Malgré une omniprésence dans notre vie quotidienne, la métallurgie reste une " cuisine malpropre " à l'opposé d'autres branches scientifiques comme, par exemple, une physique pure et désincarnée. De son côté, et en dépit des prodigieuses innovations qu'elle voit se développer, la protohistoire n'émerge pas d'un " obscur bruit de fond ". Quels sont ces peuples qui précèdent les Celtes, qui ne veulent pas écrire et dont nous ignorons jusqu'au nom ?
Dans ce contexte, l'artisanat du métal, et de surcroît à la période protohistorique, semble cumuler les handicaps. N'est-ce pas là une occasion idéale pour les médias dits de vulgarisation, de pallier les carences du système scolaire ? Ce discours, certainement un peu "aride" et pessimiste, qui émane du scientifique, devrait idéalement être retravaillé, pour la forme et sans changer le sens, par un médiateur spécialisé, qui prendrait le temps nécessaire pour assimiler les concepts. C'est bien d'investissement en temps qu'il s'agit. Ce que le chercheur a mis des années à maîtriser et qu'il enseigne à des générations d'étudiants mériterait d'être "vulgarisé" en quelques phrases qui traduisent quelques idées fortes, à la condition expresse qu'un dialogue s'établisse entre le producteur, le chercheur, et le médiateur, le journaliste. Pour qu'enfin, métallurgie et protohistoire nationale retrouvent leurs lettres de noblesse.

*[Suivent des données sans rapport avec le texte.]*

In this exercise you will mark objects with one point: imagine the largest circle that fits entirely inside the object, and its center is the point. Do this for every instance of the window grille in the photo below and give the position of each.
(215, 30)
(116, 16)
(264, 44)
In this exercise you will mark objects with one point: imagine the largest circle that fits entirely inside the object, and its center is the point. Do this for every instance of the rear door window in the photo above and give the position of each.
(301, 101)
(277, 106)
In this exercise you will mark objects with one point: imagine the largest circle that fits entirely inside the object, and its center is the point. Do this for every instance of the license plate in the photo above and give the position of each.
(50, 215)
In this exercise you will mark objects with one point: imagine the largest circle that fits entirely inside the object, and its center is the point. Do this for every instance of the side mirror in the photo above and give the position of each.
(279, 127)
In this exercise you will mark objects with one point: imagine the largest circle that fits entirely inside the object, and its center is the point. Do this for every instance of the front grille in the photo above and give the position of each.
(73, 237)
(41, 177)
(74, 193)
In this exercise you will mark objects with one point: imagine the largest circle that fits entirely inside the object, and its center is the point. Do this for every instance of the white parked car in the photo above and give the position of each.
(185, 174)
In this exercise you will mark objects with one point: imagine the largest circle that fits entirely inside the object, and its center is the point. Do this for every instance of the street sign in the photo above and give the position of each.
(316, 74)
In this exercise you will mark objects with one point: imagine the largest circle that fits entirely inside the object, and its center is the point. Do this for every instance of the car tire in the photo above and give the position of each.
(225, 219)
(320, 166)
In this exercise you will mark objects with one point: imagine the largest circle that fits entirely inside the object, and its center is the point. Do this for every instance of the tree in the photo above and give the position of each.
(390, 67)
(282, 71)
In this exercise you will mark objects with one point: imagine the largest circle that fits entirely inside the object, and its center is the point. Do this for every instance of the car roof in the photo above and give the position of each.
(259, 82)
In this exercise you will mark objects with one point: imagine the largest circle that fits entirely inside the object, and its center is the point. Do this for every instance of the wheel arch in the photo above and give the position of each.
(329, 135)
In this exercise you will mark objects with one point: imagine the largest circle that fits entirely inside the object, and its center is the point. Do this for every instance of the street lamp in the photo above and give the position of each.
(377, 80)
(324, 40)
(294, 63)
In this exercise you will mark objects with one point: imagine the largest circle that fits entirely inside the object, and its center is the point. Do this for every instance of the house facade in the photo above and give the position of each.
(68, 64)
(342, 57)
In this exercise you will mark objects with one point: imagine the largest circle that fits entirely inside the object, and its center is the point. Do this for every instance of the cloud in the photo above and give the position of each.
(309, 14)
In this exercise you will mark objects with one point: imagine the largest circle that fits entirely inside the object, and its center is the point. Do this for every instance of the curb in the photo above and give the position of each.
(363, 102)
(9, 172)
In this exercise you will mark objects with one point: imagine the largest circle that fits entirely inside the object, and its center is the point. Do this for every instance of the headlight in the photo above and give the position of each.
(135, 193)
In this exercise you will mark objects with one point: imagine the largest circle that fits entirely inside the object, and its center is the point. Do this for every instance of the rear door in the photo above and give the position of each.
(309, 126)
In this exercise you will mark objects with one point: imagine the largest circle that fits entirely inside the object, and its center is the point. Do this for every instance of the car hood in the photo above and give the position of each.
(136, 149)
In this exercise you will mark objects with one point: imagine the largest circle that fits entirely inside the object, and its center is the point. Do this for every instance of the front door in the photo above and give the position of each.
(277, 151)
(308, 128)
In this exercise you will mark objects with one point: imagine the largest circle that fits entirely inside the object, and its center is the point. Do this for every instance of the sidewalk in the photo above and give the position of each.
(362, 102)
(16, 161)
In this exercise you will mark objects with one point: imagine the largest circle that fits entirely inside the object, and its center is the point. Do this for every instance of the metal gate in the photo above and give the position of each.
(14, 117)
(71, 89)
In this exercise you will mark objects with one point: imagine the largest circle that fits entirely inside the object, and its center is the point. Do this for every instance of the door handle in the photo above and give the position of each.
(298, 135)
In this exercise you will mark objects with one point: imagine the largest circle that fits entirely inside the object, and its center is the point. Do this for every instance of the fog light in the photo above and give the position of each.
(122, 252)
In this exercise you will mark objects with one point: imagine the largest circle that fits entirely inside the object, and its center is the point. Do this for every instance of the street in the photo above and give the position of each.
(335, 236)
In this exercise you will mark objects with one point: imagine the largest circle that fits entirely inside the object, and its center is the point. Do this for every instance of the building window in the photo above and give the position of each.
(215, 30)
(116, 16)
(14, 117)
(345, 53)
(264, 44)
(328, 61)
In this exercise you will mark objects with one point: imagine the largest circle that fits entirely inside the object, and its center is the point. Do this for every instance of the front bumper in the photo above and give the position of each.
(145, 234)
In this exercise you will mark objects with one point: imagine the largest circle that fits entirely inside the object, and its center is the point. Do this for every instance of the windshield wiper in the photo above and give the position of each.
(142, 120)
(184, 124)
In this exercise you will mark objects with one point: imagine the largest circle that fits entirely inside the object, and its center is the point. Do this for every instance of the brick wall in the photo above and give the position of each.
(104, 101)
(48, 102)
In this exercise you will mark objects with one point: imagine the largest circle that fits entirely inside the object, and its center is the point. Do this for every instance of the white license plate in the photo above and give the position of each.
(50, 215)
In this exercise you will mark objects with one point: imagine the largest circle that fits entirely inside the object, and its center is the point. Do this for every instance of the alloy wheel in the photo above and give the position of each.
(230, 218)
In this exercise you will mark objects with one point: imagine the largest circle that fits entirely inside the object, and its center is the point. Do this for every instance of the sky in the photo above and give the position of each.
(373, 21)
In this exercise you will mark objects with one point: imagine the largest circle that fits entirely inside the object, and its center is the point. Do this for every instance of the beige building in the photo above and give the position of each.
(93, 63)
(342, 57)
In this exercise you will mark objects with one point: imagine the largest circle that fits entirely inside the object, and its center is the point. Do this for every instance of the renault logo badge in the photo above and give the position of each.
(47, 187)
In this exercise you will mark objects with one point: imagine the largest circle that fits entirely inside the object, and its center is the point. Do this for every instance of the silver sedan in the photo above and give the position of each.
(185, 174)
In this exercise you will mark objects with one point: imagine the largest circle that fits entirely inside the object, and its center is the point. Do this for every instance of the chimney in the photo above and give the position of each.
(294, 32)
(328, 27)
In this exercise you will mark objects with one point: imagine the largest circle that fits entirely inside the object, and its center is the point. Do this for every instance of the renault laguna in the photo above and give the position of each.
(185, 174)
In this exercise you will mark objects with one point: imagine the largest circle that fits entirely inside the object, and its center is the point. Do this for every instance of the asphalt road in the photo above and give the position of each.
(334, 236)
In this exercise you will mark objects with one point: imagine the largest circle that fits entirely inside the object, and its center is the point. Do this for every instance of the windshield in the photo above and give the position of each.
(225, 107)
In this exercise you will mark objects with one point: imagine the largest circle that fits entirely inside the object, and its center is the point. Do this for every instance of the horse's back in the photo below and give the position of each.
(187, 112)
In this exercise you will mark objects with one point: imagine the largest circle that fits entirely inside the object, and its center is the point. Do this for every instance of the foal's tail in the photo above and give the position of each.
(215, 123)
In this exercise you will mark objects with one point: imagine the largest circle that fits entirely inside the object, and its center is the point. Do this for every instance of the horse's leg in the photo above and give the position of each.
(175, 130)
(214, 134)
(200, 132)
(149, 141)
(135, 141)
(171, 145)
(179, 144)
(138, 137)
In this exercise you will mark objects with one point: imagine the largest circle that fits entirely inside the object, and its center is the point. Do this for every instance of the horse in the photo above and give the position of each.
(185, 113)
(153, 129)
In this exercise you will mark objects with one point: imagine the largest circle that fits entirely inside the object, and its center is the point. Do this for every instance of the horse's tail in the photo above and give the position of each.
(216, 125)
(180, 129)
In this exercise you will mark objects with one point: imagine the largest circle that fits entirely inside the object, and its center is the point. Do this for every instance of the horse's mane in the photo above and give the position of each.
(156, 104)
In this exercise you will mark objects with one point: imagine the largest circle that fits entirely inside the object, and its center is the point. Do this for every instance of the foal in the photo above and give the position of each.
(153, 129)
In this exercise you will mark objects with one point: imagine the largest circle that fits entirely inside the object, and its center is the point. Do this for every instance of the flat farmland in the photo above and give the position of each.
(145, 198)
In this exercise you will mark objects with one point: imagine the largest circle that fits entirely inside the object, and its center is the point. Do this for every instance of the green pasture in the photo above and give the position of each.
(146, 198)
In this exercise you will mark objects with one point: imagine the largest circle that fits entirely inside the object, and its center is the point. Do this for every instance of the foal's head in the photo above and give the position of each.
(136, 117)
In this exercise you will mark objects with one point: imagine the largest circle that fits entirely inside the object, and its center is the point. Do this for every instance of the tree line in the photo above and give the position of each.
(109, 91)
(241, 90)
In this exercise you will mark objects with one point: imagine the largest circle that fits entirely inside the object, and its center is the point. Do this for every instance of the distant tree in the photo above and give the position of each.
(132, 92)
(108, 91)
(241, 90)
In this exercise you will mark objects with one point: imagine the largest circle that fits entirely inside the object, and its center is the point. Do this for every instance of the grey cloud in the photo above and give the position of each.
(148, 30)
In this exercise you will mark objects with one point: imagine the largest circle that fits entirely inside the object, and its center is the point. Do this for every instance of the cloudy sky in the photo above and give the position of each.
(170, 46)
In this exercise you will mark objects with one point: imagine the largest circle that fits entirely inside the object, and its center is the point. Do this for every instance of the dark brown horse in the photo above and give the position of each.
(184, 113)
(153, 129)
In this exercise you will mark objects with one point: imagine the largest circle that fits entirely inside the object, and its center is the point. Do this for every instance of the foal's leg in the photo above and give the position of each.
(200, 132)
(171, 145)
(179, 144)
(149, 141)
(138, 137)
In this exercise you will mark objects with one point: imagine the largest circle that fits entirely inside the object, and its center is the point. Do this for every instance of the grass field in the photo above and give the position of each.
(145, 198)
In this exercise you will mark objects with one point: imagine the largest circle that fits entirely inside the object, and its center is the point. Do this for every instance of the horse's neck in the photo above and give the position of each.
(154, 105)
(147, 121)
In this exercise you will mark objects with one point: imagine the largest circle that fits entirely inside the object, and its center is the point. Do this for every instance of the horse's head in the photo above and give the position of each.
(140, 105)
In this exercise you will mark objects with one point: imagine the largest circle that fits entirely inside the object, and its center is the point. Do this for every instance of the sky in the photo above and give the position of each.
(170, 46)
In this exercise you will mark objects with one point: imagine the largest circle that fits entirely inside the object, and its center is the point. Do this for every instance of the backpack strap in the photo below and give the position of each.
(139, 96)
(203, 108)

Les deux exemples présentés (photos 1 et 2) illustrent le type de messages qu'il est aisé d'associer au commentaire de quelques images :
  • la qualité technique de la réalisation de bijoux de l'âge du bronze indique l'excellent niveau de la "culture technique" des artisans ;
  • le lien entre la "consommation" du métal et la position sociale témoigne d'une société fortement hiérarchisée.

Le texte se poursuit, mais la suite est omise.